The invention that is the subject of this entry is an example of a revolutionary invention in the pharmaceutical sector, although, as we will see, it was not initially patented. It is monoclonal antibodies, which are currently used to fight numerous diseases.
Although it is increasingly difficult to attribute the paternity of an invention to one inventor or a small number of inventors, given the complexity of laboratory research, which often involves numerous scientists, on this occasion, there is a consensus that the invention can be attributed to scientists César Milstein (Argentina) and George Köhler (Germany), both of whom worked at the Cambridge Molecular Biology Laboratory. In 1975, they developed the hybridoma technique, which makes it possible to produce large quantities of identical antibodies or “monoclonal antibodies”. Laboratory mice are exposed to the antigens against which the antibodies are to act. B cells or B lymphocytes are generated and fuse with myeloma cancer cells. The resulting cells that generate the desired antibodies are cloned, multiplied in culture in large numbers, hence the name monoclonal antibodies. Due to the involvement of mice in the production, they were called chimeric antibodies. It is now possible to obtain fully human products, thus reducing the chances of rejection by the patient’s immune system.
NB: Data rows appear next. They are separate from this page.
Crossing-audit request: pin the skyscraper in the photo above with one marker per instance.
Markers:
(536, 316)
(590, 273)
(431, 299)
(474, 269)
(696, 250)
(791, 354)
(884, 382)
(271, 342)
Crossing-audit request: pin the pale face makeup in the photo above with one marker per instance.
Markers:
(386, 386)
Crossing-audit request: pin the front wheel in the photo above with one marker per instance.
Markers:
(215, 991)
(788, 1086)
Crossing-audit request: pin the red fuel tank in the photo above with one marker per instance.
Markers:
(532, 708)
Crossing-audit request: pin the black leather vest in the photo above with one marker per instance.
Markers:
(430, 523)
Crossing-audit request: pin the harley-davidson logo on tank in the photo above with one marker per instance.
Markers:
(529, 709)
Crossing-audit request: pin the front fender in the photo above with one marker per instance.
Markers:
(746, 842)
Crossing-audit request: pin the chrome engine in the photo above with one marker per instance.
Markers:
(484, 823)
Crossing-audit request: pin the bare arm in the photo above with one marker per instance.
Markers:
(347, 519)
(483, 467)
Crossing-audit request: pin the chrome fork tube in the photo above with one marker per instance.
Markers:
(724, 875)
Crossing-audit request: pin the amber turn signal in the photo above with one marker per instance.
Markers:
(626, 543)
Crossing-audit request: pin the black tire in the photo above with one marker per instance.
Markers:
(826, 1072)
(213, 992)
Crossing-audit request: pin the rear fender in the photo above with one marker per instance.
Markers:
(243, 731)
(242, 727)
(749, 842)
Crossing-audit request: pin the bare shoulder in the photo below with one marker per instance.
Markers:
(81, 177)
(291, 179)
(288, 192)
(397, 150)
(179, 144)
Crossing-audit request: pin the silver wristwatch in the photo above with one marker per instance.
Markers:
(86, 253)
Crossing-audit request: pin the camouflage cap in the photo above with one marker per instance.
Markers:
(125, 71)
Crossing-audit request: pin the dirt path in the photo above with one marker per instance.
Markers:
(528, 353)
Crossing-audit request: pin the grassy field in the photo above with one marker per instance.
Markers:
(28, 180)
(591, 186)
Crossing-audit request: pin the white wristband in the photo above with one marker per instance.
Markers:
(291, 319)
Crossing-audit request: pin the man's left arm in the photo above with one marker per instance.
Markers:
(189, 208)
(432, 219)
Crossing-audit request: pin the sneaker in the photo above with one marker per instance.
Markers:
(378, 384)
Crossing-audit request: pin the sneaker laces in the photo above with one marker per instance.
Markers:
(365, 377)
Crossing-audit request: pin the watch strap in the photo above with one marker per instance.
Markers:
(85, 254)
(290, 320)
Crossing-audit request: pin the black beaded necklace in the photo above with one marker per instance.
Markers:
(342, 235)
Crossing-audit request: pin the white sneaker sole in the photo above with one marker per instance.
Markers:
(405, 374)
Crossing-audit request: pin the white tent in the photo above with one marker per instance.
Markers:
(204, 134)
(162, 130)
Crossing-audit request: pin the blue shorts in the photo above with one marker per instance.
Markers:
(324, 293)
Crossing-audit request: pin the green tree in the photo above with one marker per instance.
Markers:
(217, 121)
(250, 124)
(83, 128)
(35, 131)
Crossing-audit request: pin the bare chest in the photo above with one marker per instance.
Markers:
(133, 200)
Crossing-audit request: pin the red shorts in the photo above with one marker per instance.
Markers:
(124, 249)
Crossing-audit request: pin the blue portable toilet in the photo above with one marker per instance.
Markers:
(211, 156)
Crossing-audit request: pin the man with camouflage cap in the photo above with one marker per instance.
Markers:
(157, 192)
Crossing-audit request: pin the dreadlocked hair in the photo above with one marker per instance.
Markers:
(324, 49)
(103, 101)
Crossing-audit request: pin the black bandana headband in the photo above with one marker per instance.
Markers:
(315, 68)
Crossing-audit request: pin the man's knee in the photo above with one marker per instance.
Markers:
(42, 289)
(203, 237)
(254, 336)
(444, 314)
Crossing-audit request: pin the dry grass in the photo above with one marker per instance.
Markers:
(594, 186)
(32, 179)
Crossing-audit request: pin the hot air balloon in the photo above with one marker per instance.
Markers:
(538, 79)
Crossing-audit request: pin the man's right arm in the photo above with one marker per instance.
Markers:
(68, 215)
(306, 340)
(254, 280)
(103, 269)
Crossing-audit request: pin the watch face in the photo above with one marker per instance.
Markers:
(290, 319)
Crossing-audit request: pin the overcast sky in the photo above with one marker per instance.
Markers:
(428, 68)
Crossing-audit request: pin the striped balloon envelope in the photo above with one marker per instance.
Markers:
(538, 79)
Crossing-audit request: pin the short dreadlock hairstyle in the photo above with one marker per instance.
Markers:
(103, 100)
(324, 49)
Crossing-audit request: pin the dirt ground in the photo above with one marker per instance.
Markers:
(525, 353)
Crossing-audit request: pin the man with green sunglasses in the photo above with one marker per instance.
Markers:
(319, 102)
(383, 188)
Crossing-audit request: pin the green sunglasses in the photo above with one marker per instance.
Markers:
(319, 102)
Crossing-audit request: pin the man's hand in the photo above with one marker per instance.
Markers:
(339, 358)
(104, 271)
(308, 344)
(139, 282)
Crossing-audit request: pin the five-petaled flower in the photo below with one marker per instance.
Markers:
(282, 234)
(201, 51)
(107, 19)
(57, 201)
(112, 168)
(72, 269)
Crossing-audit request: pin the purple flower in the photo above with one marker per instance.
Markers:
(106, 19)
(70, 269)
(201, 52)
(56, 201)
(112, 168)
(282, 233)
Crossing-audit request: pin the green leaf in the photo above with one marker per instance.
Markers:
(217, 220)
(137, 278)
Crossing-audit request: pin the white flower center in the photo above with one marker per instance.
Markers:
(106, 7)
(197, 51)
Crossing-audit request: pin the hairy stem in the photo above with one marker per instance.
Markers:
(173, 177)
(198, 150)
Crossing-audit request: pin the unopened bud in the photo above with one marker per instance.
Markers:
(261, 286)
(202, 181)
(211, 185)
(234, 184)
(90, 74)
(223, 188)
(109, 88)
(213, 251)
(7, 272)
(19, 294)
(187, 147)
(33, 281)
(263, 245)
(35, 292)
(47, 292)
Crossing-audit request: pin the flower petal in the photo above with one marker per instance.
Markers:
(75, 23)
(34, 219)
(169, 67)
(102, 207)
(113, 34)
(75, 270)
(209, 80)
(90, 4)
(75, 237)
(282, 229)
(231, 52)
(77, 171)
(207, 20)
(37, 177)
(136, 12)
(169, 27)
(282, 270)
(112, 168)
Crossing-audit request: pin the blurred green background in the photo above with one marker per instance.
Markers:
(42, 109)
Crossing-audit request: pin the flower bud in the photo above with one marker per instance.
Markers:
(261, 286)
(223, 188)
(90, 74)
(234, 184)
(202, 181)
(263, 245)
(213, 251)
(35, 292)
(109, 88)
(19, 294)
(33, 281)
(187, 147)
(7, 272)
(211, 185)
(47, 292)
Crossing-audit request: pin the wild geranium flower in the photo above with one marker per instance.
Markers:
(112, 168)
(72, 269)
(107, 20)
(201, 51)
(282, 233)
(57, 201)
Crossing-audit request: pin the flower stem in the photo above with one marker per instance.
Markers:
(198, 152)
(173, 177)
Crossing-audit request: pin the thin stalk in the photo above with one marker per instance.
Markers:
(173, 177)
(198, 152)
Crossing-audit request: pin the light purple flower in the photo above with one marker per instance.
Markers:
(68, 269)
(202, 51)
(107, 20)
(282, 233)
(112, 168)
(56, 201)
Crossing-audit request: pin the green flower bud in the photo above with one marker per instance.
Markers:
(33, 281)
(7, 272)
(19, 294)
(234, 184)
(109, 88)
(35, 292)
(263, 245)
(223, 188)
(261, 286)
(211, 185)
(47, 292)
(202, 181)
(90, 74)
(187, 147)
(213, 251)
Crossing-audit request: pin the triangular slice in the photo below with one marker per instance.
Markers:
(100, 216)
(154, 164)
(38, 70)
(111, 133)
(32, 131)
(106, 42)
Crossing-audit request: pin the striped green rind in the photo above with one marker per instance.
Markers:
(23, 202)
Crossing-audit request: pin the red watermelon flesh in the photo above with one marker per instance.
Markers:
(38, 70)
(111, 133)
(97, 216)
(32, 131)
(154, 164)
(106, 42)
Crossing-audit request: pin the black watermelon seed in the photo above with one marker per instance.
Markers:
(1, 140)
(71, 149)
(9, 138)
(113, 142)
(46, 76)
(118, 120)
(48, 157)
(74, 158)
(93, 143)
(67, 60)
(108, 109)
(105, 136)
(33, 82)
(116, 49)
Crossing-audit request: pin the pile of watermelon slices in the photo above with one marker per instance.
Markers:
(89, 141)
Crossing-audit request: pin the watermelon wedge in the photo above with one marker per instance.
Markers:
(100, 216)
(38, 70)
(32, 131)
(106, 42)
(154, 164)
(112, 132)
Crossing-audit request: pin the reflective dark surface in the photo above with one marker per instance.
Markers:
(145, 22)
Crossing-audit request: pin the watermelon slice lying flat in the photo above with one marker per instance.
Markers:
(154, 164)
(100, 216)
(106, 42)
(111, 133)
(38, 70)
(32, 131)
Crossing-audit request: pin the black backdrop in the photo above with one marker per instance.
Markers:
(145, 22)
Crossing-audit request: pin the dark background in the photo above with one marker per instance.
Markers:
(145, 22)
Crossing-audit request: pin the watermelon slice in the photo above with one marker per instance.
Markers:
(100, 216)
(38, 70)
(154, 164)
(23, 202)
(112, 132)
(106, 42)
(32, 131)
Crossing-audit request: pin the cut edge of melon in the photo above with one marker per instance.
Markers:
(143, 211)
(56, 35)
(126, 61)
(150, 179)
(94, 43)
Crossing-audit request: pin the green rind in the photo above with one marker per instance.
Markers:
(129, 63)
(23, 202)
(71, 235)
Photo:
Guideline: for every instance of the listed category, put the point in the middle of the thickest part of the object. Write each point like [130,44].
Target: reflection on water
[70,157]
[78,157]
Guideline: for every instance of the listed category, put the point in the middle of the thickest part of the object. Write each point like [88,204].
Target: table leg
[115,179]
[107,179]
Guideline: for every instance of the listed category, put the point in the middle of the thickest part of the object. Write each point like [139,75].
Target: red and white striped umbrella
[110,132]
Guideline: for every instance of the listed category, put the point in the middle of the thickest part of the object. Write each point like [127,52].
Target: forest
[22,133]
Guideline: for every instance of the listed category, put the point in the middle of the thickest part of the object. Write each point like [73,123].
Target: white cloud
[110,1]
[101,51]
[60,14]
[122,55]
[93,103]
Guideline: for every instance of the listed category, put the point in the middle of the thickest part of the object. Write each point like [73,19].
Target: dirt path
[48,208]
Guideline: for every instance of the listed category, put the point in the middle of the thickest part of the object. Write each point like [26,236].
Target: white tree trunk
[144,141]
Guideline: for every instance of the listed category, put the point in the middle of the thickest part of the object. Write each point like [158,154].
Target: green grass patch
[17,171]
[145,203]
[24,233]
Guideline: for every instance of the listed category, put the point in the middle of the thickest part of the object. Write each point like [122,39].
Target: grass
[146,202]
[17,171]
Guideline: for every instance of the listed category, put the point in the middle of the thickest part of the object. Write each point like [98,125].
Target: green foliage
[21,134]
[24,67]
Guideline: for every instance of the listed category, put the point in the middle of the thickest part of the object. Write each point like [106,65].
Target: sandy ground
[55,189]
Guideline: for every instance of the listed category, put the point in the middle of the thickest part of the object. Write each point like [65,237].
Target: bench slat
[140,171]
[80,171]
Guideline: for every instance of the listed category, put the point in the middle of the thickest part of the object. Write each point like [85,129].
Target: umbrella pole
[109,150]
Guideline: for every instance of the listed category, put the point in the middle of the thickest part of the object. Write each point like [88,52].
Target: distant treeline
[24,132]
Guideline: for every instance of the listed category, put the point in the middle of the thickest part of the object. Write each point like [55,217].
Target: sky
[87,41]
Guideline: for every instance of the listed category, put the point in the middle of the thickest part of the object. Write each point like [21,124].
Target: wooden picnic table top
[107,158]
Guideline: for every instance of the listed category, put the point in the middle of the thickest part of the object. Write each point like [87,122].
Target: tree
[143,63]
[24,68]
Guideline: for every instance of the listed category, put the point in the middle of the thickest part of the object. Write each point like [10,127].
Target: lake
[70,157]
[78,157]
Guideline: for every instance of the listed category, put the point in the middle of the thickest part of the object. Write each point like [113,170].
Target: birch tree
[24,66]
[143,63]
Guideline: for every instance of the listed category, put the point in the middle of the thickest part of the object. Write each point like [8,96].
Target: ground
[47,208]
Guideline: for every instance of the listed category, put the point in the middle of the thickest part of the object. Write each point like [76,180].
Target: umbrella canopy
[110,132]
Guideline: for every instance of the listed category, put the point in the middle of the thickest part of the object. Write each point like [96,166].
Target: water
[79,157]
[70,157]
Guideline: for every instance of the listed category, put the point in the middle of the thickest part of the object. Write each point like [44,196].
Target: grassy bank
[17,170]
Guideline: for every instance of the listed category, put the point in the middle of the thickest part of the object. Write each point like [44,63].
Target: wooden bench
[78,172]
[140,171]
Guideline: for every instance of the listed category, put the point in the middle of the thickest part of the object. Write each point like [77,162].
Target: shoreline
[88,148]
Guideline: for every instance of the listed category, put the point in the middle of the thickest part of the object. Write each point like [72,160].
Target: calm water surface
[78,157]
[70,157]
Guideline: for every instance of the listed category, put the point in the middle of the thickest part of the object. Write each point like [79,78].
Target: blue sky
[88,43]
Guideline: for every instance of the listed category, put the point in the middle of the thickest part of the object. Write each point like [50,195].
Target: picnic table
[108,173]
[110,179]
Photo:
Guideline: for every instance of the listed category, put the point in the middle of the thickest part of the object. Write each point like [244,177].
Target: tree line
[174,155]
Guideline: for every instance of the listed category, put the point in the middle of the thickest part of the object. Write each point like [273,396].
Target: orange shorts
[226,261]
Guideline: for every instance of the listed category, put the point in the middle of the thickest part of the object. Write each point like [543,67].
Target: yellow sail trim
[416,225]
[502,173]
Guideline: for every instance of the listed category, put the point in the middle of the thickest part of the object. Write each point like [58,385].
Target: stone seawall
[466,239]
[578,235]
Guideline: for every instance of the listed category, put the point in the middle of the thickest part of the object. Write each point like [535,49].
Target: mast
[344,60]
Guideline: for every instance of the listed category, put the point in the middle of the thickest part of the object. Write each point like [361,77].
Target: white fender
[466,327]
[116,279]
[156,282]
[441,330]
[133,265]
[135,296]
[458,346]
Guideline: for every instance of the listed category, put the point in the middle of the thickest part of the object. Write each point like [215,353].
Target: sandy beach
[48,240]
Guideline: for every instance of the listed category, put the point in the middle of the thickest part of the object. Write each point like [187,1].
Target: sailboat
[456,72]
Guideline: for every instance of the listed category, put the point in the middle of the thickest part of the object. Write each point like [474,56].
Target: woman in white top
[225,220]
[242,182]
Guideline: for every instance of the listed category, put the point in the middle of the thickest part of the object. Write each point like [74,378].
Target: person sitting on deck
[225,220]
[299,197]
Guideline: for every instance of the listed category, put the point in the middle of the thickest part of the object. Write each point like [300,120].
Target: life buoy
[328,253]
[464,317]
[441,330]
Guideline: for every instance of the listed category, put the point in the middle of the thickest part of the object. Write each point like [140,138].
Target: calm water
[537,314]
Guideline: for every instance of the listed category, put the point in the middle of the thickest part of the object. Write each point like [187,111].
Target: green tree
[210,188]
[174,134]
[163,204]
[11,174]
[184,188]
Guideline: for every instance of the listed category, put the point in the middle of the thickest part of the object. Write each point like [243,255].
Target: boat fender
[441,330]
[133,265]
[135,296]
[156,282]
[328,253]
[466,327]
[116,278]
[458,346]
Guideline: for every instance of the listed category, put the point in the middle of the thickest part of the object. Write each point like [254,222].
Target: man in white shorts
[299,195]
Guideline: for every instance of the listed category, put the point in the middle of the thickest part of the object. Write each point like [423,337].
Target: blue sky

César Milstein and George Köhler won the Nobel Prize for medicine in 1984 for their invention, which can be considered one of the most important inventions in the field of biotechnology in recent decades. Surprisingly, however, it was never patented. The British Medical Research Council alerted the National Research Development Corporation (NRDC), the public body responsible for filing patent applications for research carried out in public institutions, but the NRDC decided not to file a patent and the paper on the process of obtaining monoclonal antibodies was published in Nature. This lack of a patent had political repercussions. In 1980, British Prime Minister Margaret Thatcher (who had a degree in chemistry) visited Cambridge University and had to listen to two stories about two catastrophic cases where research results had not been patented, forgoing substantial revenues. One was an image intensifier developed by the Radio Astronomy Observatory MRAO and the other the invention related to monoclonal antibodies in the molecular biology laboratory. It seems that the news caused her serious anger and probably influenced the demise of the NRDC, which merged with the National Enterprise Board in 1981 to form the British Technology Group, a new body charged with managing the transfer of technology generated by British public research. In any case, it is claimed that Milstein did not regret the lack of a patent, as it supposedly gave him more freedom to pursue research.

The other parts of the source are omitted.